4 – O que esse comitê pode contribuir para o mercado da construção no que refere aos chumbadores químicos?
TC: O comitê contribuirá de forma decisiva na regulamentação da prática, definindo tipologias de materiais, situações recomendáveis de aplicação e rotinas de cálculo/projeto. Processos construtivos com respaldo normativo estabelecem requisitos mínimos de segurança e desempenho em serviço, objetivando a qualidade final da construção e protegendo a sociedade.
RS: Impacta positivamente, tendo em vista que muitos profissionais da construção civil não consideram o assunto importante em uma visão macro da obra. Os chumbadores químicos são indicados para aplicações estruturais, portanto, espera-se que, com a normatização, os responsáveis passem a dar melhor atenção para estas instalações. Consequentemente, o mercado exigirá mais de seus fornecedores, aumentando a qualidade dos produtos, informações, comunicação e divulgação de seus serviços pré, durante e pós-vendas.
5 – Quais são os desafios para que essa tecnologia avance no País?
RS: Um dos obstáculos para um avanço na tecnologia dos chumbadores é a cultura “barateadora” da construção civil brasileira. Em nossa realidade, comparam-se valores e preços de produtos de qualidades distintas.
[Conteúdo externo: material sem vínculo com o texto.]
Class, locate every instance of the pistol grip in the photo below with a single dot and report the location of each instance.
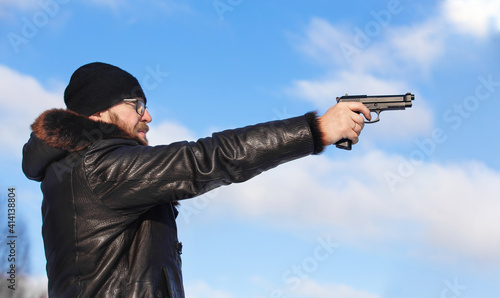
(345, 144)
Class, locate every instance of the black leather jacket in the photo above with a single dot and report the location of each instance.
(109, 201)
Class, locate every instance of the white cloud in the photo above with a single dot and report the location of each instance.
(201, 289)
(24, 98)
(451, 209)
(475, 17)
(168, 132)
(311, 289)
(22, 5)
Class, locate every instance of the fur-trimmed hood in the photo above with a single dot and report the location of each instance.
(58, 132)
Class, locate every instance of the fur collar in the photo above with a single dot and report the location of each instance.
(70, 131)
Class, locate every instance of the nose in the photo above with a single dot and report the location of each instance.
(146, 117)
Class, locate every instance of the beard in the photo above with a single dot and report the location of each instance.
(133, 131)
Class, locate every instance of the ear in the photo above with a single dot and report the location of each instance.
(96, 117)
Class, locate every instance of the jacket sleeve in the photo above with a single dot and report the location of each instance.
(133, 178)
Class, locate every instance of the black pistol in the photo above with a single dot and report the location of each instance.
(377, 104)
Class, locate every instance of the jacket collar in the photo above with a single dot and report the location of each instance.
(58, 132)
(71, 132)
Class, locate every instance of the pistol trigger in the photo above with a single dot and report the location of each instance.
(378, 117)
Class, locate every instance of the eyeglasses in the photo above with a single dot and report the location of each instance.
(140, 106)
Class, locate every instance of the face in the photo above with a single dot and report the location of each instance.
(124, 115)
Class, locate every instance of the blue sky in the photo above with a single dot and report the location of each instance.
(412, 211)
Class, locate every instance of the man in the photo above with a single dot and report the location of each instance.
(109, 199)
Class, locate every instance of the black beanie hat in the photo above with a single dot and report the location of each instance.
(97, 86)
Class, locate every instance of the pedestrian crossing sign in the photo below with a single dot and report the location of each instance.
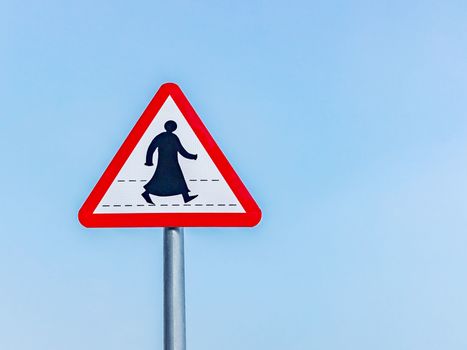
(169, 172)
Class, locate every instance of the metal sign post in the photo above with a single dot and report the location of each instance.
(174, 289)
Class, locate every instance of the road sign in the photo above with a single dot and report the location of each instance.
(169, 172)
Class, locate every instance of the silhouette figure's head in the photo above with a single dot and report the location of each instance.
(170, 126)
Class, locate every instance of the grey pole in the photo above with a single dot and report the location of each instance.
(174, 289)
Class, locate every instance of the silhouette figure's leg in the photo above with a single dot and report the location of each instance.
(187, 198)
(146, 197)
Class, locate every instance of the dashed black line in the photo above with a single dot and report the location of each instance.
(168, 204)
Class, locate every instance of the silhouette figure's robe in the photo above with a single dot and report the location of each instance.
(168, 179)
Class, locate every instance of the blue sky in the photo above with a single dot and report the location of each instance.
(345, 119)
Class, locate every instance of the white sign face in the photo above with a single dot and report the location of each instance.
(166, 177)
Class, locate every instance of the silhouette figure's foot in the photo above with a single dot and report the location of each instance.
(189, 198)
(146, 197)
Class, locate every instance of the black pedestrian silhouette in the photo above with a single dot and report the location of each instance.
(168, 179)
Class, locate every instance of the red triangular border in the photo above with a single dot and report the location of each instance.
(252, 214)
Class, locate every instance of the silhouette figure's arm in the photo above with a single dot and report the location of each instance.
(185, 153)
(151, 149)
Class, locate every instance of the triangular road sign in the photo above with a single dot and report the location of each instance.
(169, 172)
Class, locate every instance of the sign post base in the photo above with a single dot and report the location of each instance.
(174, 289)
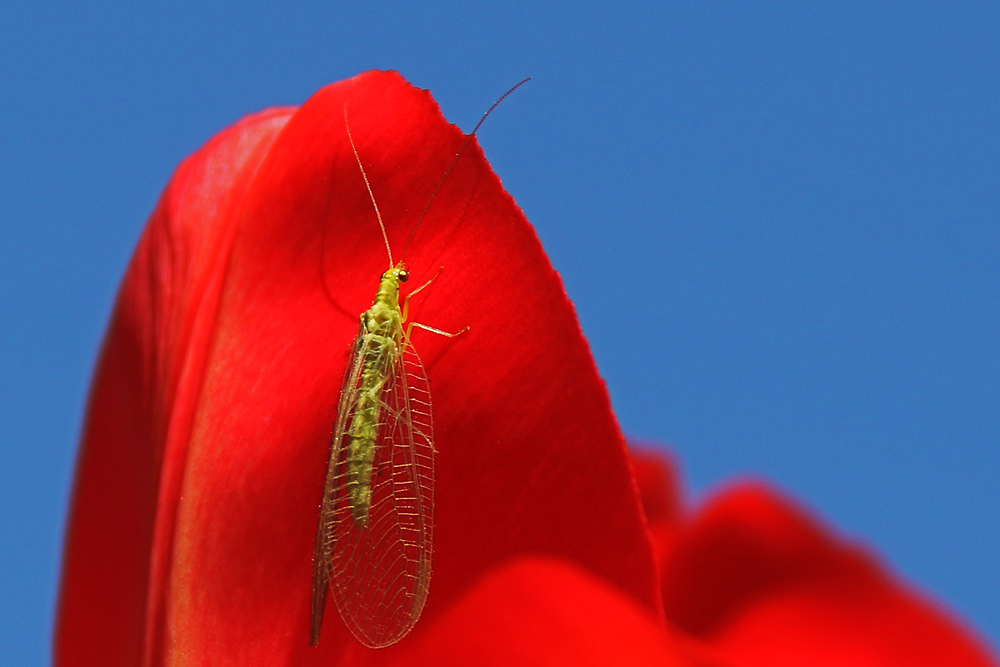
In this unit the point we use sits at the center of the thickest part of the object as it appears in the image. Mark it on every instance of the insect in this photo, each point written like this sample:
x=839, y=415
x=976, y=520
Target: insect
x=374, y=541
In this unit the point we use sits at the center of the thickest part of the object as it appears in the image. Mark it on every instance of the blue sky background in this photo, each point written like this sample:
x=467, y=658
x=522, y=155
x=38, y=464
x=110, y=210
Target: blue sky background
x=778, y=222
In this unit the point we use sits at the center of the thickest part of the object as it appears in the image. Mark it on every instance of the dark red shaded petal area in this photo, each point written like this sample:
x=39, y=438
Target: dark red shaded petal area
x=760, y=581
x=142, y=397
x=549, y=612
x=208, y=434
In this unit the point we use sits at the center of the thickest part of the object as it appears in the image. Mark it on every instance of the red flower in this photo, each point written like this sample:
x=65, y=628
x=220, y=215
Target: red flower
x=205, y=448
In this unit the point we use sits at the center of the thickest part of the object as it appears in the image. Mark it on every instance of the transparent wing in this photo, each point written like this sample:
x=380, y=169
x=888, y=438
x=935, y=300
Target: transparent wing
x=379, y=575
x=324, y=532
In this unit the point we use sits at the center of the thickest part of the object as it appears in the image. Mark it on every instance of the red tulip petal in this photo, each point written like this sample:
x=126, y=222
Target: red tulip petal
x=234, y=386
x=139, y=392
x=763, y=583
x=549, y=612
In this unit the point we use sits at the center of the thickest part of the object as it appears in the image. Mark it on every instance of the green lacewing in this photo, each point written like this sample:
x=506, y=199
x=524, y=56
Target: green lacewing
x=375, y=537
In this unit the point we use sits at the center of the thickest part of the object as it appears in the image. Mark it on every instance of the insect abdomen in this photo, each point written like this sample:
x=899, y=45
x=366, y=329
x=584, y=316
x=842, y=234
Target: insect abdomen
x=380, y=351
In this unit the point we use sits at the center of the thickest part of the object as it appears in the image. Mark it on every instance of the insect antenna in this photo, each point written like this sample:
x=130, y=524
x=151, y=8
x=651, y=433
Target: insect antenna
x=447, y=172
x=368, y=185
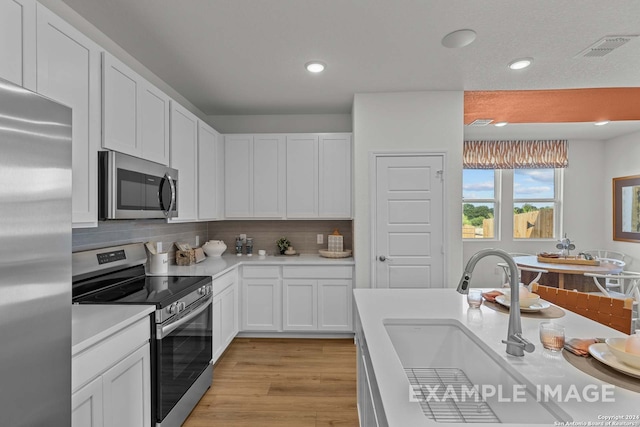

A exigência para compra e utilização destes produtos ainda é baixa e a falta de informação (inclusive nas disciplinas oferecidas nas faculdades de engenharia civil) contribui para um mercado cujos produtos com melhor tecnologia são, por muitas vezes, descartados por conta do alto valor.
Com isto, uma das formas de melhor divulgar a necessidade de estudar e avançar na tecnologia dos chumbadores, independentemente das iniciativas estrangeiras, é abordando o assunto nas faculdades, em palestras e atividades extracurriculares; manter o nível de qualidade dos produtos já existentes; forte apresentação técnica e foco na análise estrutural junto aos executores, contribuindo para reverter esta cultura nacional.